In the policy, announced at a conference in Sydney, Opposition Leader Bill Shorten and Shadow Communications Minister Michelle Rowland said it would review the economics of the NBN, including the implications of the multi-technology mix, on the cash-flow of the NBN Co, the company which is rolling out the network.
With the rollout due to be completed next year, both Shorten and Rowland announced measures to get older Australians and low-income households connected, improve in-house wiring for fibre-to-the-node customers at no cost, improve NBN downtime for small businesses and consumers and trials of fibre upgrades.
"Today, the Coalition’s policy has become Labor’s policy," he claimed. "Labor’s announcement today is a complete capitulation.
"Labor acknowledge the network will be built by 2020, but they still fail to acknowledge their approach would have taken longer, cost more and seen Australians pay an average of $500 more on their annual household Internet bills."

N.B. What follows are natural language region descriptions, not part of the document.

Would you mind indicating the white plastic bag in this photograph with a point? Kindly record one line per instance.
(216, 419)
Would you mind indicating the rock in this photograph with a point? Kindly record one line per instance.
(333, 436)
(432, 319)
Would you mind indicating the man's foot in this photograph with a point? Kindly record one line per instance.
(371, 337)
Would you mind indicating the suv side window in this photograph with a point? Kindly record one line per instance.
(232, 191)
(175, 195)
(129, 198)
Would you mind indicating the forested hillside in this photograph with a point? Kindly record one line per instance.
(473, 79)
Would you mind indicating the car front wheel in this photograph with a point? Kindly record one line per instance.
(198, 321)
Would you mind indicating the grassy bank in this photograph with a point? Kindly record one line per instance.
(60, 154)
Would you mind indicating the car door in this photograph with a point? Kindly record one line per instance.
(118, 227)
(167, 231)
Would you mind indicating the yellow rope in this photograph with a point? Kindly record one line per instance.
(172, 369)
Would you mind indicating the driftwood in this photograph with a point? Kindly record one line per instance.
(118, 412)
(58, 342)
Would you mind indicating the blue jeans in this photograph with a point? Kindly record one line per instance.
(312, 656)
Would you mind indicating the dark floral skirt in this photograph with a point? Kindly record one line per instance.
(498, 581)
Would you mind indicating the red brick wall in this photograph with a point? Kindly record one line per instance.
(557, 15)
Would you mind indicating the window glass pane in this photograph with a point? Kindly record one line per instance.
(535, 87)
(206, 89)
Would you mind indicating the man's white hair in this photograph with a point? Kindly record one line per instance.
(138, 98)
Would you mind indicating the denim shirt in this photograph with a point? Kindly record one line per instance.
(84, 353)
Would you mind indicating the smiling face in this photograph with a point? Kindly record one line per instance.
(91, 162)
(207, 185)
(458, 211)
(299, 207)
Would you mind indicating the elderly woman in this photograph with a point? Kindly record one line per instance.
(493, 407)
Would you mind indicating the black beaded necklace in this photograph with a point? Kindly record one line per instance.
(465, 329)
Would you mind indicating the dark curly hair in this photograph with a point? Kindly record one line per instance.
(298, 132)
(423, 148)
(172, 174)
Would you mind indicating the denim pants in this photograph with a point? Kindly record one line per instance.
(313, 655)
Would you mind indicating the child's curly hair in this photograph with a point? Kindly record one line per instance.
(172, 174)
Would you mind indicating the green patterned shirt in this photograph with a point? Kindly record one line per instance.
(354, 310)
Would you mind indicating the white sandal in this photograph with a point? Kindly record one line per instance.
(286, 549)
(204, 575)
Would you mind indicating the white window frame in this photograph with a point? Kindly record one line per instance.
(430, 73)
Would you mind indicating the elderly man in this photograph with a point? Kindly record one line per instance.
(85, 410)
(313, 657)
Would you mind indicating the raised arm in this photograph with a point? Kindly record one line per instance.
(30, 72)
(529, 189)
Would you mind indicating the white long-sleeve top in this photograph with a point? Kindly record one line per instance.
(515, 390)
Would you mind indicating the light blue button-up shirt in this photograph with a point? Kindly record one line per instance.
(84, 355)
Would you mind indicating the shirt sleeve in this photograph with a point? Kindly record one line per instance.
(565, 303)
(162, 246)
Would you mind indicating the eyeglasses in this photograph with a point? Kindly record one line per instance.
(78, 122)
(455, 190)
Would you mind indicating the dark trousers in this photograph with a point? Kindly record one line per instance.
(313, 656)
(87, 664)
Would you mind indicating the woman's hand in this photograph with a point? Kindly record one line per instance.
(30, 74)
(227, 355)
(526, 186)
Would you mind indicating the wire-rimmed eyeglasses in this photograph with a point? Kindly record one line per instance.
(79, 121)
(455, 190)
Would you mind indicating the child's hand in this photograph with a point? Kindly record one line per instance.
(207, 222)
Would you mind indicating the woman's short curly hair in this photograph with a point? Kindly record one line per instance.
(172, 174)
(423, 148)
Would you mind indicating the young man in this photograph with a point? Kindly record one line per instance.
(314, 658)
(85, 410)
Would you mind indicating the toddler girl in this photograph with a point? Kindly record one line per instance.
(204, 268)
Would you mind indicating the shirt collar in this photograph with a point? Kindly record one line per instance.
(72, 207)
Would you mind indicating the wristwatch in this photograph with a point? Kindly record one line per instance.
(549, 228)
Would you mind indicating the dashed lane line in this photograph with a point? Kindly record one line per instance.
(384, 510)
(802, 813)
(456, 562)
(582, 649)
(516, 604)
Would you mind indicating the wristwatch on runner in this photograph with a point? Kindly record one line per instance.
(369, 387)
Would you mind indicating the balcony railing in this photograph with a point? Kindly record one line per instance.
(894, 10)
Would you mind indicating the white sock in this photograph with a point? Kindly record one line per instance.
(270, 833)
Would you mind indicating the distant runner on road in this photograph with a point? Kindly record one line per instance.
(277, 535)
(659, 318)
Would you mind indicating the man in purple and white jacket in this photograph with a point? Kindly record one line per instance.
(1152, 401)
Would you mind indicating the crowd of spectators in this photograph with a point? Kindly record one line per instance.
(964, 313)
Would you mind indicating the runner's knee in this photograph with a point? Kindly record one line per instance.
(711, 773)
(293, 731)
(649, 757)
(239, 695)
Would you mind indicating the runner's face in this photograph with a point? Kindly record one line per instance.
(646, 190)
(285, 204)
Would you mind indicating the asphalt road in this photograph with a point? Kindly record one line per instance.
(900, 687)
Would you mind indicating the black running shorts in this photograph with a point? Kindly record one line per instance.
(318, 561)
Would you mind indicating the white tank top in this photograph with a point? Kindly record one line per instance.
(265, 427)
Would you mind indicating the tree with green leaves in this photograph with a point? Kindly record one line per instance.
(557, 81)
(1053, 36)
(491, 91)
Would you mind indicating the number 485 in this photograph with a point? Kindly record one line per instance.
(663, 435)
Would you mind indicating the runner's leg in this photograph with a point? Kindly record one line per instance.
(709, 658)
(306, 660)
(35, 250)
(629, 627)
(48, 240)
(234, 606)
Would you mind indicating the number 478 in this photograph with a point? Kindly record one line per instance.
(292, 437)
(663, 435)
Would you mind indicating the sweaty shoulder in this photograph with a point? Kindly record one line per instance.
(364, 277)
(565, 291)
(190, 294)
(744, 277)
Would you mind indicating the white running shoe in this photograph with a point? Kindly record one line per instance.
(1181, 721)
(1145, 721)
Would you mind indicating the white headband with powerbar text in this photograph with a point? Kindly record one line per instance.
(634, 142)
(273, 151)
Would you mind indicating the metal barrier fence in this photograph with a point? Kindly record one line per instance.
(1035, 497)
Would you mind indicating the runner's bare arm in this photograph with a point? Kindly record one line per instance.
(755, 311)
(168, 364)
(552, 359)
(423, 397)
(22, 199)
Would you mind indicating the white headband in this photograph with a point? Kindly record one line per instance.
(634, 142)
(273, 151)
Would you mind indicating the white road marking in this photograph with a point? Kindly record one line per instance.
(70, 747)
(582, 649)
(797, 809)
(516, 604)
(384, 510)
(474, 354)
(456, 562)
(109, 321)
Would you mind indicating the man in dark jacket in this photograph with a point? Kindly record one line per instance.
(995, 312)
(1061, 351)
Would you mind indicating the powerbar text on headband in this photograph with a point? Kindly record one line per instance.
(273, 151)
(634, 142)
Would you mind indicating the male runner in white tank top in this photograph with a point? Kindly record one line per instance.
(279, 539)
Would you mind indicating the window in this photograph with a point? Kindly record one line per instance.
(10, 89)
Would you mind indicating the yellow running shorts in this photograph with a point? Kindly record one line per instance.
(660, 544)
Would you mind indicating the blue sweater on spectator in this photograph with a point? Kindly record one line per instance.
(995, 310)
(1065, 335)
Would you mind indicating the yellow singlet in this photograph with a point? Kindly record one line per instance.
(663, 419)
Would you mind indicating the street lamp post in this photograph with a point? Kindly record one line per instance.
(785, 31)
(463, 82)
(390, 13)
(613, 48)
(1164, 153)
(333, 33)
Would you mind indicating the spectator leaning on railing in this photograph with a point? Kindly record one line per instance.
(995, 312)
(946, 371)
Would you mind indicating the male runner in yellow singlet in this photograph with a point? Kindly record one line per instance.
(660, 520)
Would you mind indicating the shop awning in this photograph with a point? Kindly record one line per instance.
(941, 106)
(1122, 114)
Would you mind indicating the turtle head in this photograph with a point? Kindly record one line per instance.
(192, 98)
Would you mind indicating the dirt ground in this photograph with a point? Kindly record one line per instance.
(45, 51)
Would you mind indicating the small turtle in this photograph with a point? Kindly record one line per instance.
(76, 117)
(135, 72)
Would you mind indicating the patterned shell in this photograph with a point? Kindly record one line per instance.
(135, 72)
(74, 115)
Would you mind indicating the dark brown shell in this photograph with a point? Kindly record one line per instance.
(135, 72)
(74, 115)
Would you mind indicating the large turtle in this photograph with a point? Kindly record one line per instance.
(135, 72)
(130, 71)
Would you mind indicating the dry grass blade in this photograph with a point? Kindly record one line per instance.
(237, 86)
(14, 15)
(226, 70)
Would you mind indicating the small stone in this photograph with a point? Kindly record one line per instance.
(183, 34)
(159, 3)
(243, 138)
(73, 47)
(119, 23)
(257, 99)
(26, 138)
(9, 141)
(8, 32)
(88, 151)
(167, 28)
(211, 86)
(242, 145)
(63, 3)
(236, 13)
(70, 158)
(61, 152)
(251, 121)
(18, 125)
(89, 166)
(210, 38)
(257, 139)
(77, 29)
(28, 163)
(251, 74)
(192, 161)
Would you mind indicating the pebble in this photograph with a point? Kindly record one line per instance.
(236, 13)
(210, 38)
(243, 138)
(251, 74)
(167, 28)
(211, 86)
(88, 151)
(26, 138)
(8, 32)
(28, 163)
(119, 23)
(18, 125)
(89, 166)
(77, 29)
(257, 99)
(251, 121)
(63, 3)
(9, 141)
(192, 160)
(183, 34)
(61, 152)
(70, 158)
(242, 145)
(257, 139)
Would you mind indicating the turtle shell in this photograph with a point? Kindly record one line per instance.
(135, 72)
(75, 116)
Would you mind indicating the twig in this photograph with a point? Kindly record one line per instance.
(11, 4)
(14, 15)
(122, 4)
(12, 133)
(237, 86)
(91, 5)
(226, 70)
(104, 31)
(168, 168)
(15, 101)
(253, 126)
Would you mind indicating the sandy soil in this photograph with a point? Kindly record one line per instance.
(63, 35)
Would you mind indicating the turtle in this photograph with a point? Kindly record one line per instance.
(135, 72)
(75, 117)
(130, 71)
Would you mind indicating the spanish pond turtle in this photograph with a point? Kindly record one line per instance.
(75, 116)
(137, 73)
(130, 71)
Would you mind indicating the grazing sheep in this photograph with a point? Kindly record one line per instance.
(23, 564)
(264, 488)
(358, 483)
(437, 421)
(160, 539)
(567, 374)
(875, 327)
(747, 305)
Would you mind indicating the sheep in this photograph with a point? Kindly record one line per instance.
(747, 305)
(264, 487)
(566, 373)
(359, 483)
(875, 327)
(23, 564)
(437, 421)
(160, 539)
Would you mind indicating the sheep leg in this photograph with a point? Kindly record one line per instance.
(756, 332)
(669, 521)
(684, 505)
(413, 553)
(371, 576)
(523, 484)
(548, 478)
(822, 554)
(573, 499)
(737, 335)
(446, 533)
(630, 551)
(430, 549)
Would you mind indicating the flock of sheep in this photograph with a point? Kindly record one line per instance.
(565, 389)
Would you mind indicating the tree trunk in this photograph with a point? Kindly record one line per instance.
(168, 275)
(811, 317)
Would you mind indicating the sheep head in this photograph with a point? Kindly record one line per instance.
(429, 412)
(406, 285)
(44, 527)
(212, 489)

Fifield said under the Coalition, 99% of premises were now in design, construction or able to order a service while 75% of Australian premises could order a service.
Additionally, he claimed, 92% of regional Australian premises could order a service, 8.7 million premises could do so, five million had taken up a service, and Australia ranked seventh for broadband affordability among 22 countries analysed.
"NBN is on track for completion by the target year of 2020 – first estimated in 2014," Fifield said. "NBN [will] be completed for $51 billion – consistent with the peak funding range outlined in the Corporate Plan issued in August 2015."